When we came to our campsite again after our shower, how different things looked and felt.   The Fisherman made pizza and we ate our dinner as we watched at other campers and new arrivers come in and worked on their spaces.  Soon, the sun was glowing gold in the west and the light was like a cascade of glimmers and jewels and pieces of gold being showered down on us from the heavens.  So beautiful, so very beautiful the entire sky had turned, that I decided we should go out again and walk the trails of the dunes under this magnificent light.  And thus, we did.

 
a blaze of color -- oranges, pearly pinks, the sky turned to a dusky purple...



Soon it got dusk, a grapy dusk, a purple dusk over tangerine desert vegetation, prairie, lake and marsh habitat; the sun the color of pressed grapes, slashed with burgandy red, the grasslands the color of love and Spanish mysteries.


Oh sunlight! The most precious gold to be found on Earth.”

 

On our way back we were welcomed by one of the most intriguing and beautiful sunsets I’ve ever seen… dusty rose and smoky burnt orange sky illuminated by this kind of an obtuse grey light that reminded me of light streaming in through wavy paned glass windows, and I’m not sure why it took me to a memory of another place in time that I couldn’t place...  the shadow of the moon fell on the world in peace…

 

 And what a beautiful beautiful the next morning of that Sabbath was.  In the afternoon we left our gypsy trailer and went to a nearby lake to spend the hottest hours of the day by the water.  On our way we saw a mule deer and stopped at the center for ice cream.  At the lake, the Fisherman when to fish and the gypsy girl sat down to read under the shade of a plant growing by the water, and she remembered Jonah and the story and how the Lord God provided a leafy plant and made it grow up over Jonah to give shade for his head to ease his discomfort, and Jonah was very happy about the plant.  And so was I with my plant.  It was breeze and under its shade I stood for hours reading while the Fisherman talked to his fishes until he had enough. 

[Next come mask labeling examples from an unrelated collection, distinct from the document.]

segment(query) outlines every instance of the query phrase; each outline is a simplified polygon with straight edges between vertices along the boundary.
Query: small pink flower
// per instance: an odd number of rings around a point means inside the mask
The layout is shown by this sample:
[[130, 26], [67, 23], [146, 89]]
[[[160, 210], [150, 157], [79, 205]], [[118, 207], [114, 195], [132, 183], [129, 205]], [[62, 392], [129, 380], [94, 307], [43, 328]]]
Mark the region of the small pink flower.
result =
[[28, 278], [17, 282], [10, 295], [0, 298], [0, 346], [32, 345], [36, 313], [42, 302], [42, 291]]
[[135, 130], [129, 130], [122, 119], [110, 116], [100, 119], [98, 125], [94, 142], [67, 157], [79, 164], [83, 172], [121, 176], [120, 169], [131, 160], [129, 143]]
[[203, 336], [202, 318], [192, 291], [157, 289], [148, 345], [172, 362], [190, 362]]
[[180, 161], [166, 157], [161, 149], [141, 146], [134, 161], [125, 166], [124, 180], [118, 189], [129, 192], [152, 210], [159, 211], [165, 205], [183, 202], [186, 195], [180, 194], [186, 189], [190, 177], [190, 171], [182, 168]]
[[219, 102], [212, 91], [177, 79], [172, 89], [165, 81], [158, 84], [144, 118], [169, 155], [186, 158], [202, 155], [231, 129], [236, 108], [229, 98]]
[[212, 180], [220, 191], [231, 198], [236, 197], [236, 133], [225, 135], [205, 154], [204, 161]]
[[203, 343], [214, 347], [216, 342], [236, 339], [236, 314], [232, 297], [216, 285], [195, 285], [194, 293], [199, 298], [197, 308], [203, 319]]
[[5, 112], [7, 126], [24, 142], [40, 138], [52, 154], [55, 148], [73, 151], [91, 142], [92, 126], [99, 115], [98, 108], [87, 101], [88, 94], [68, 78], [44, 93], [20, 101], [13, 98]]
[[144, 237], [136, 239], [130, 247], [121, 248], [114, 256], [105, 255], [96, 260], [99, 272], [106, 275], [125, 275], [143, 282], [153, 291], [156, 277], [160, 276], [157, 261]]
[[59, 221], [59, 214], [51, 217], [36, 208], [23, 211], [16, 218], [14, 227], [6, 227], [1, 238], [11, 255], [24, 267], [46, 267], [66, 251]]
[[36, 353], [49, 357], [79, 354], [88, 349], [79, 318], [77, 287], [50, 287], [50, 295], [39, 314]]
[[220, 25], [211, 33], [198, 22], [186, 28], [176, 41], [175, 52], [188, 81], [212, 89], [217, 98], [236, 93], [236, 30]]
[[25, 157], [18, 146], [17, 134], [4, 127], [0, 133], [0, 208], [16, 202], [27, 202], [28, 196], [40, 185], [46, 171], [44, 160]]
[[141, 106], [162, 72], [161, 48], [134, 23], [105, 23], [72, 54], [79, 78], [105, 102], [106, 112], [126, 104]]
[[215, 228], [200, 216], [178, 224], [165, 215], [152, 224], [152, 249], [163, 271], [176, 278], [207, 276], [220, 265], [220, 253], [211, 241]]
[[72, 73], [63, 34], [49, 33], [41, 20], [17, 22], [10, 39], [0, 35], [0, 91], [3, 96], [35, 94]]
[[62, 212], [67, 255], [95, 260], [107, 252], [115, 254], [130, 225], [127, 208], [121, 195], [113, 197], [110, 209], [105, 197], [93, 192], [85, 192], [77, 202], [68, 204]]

That night we decided not to go to bed as early as we usually do and instead went star gazing at the Observatory!  We watched a presentation inside the Education Center, saw the night sky and viewed the planets, nebulas, and galaxies.  People went in their Pjs, and it was dark and cozy and you felt as if flying the night sky to other galaxies far away.  Then, it was the real viewing of the heavens through the Observatory’s collection of telescopes outside.  People made lines and the Fisherman and I headed over to our cozy gypsy trailer for the night… there was a bright full moon illuminating shadowed trails and the desert seem to glow. 

I love this place so much... in every season and every weather.